SNOW HILL — Investigations into accounts of voter suppression during the last Snow Hill election in May have been transferred to Somerset County State’s Attorney Daniel W. Powell, despite the protests of the man bringing the claims.
“We would have preferred that our State’s Attorney investigated the matter,” said Edward S. Lee, a member of the Snow Hill Circle of Leaders who is spearheading the request for an investigation.
Lee asserted that the “outcome of this decision could have statewide implications” and should have been handled by someone familiar with the area that is also known by the community.
“I do not know the State’s Attorney in Somerset County; I do not know what he stands for or his beliefs,” said Lee.
Lee has accused Snow Hill’s recently-elected Mayor Charlie Dorman of “voter suppression” including stuffing campaign literature into absentee ballots, unauthorized surveillance of voters and intercepting and interfering with leaflets from a local church and using them to self-promote his bid at election.
For his part, Dorman declined to comment on Lee’s accusations at the time, only saying that he was willing to wait for the investigation to “run its course” and doesn’t expect any wrongdoing to be confirmed.
“When it comes back it will prove, I’ve done nothing wrong,” Dorman said.

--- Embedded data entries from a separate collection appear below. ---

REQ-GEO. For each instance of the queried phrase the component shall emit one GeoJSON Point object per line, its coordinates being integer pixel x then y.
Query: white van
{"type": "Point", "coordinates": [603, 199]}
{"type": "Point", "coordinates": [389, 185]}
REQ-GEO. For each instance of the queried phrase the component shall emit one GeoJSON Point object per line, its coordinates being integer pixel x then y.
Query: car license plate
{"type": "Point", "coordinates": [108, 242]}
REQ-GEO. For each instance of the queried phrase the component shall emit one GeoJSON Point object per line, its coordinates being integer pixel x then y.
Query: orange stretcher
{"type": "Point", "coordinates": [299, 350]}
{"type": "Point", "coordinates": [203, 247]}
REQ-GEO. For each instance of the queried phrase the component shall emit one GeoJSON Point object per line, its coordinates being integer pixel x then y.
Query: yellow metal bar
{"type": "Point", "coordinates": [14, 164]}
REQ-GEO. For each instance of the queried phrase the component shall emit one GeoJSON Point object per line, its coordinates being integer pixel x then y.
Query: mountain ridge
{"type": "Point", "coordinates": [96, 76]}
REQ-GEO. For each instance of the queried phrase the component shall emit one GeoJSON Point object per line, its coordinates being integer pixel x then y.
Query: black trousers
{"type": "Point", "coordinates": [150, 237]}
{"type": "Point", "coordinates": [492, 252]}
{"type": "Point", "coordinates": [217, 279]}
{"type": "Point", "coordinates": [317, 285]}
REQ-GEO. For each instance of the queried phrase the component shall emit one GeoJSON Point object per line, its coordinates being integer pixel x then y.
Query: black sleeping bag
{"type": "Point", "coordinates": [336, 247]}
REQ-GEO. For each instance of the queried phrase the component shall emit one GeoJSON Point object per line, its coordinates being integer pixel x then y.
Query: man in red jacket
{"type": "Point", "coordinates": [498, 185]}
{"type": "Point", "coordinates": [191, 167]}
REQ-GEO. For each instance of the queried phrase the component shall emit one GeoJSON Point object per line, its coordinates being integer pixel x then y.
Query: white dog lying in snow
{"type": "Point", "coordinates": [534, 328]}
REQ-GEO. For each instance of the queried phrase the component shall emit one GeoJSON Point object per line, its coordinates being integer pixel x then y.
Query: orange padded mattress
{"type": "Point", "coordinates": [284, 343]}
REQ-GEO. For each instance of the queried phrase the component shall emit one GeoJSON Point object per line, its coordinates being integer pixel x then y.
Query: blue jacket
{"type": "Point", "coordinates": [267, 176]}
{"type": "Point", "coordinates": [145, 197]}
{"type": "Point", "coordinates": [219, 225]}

Before winding up in Powell’s hands over in Somerset County, exactly who would head the investigation seemed uncertain. While Worcester County State’s Attorney Beau Oglesby would appear the most likely to have purview over a case in Snow Hill, he took the position that he did not have jurisdiction and forwarded the issue onto Emmet C. Davitt, Maryland State Prosecutor.
After that move, the investigation stalled in limbo for weeks. At first, Davitt’s office reported never receiving the request to investigate. Eventually, Maryland Attorney General Doug Gansler was brought into the mix.
“Mr. Lee has contacted the office and we have made inquiries to see where the matter stands,” confirmed David Paulson, a spokesman for the Attorney General’s Office.
Several weeks after Gansler was contacted, Davitt’s office came to the conclusion that because it concerned a municipal election matter, the onus to investigate actually does fall on Oglesby.
With the case back on the Eastern Shore, Oglesby felt his office should not be taking point in the matter. Powell confirmed that Oglesby asked his office to probe the matter and that it will soon begin.
Though the investigation shows every sign of moving forward, Lee is not happy that it has left Worcester.
“The committee feels that any prosecutor will face the same pressures as Mr. Oglesby,” Lee said.